No, I don't think there was really any other option. There's a lot of nature versus nurture going on in this episode to look at. As much as it broke Carol's heart to have to do this and to realize this had to be done. They were walking toward the flowers in that scene and Lizzie says, "You're mad at me and I'm sorry." You'd think she'd be sorry for stabbing her sister to death, but instead she's sorry for pointing gun at her, so she just doesn't get it. It's not a world that's safe for anyone. The ability to fight isn't a one-size fits all; everybody is different. Thematically, there's a lot said about change. Something I got out of this episode for Carol, too, is that you have to change. The world will change you -- you have to adapt or die. It's about hanging on to that part of yourself: You can change but don't lose yourself. That's what was happening to Carol -- her mindset -- she was so hell-bent on protecting these children that she lost a bit of something, and that was her nurturing aspect. She was missing a lot of stuff because her eyes were so set on survival.

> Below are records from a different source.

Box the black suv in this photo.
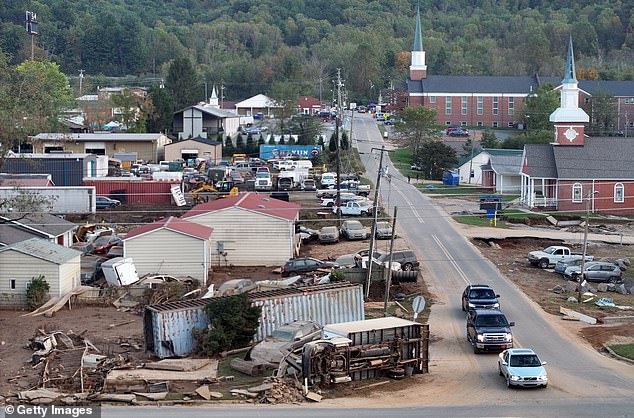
[379,250,420,271]
[467,309,515,354]
[462,284,500,311]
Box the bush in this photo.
[199,293,262,356]
[26,275,51,310]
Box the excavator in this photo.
[191,180,238,203]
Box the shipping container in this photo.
[84,177,181,204]
[144,282,365,358]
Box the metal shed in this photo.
[143,282,365,358]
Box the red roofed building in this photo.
[182,193,301,266]
[123,216,213,283]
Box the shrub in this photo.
[26,275,51,310]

Paul Vigna of the Wall Street Journal commented on the cynicism of the episode "The Grove", saying, "Of all the sick, demented things that have happened in the zombie apocalypse on The Walking Dead, it's hard to imagine any as shocking and sad as seeing insane little Lizzie standing over the sister she just stabbed to death, no concept of what she'd just done, fully expecting her to 'come back.' Carol being forced to kill Lizzie was a close second."

Noel Murray of Rolling Stone ranked Lizzie Samuels 25th in a list of 30 best Walking Dead characters, saying, "no one’s been sickened as much as Brighton Sharbino's Lizzie, an adolescent girl so confused about life and death that she gave walkers names … and then murdered her own sister in order to prove that being undead isn't so bad. More terrifying than any zombie, this kid was a sweet-faced, sharp-fanged rebuke to any hope that the rising generation might make the future brighter."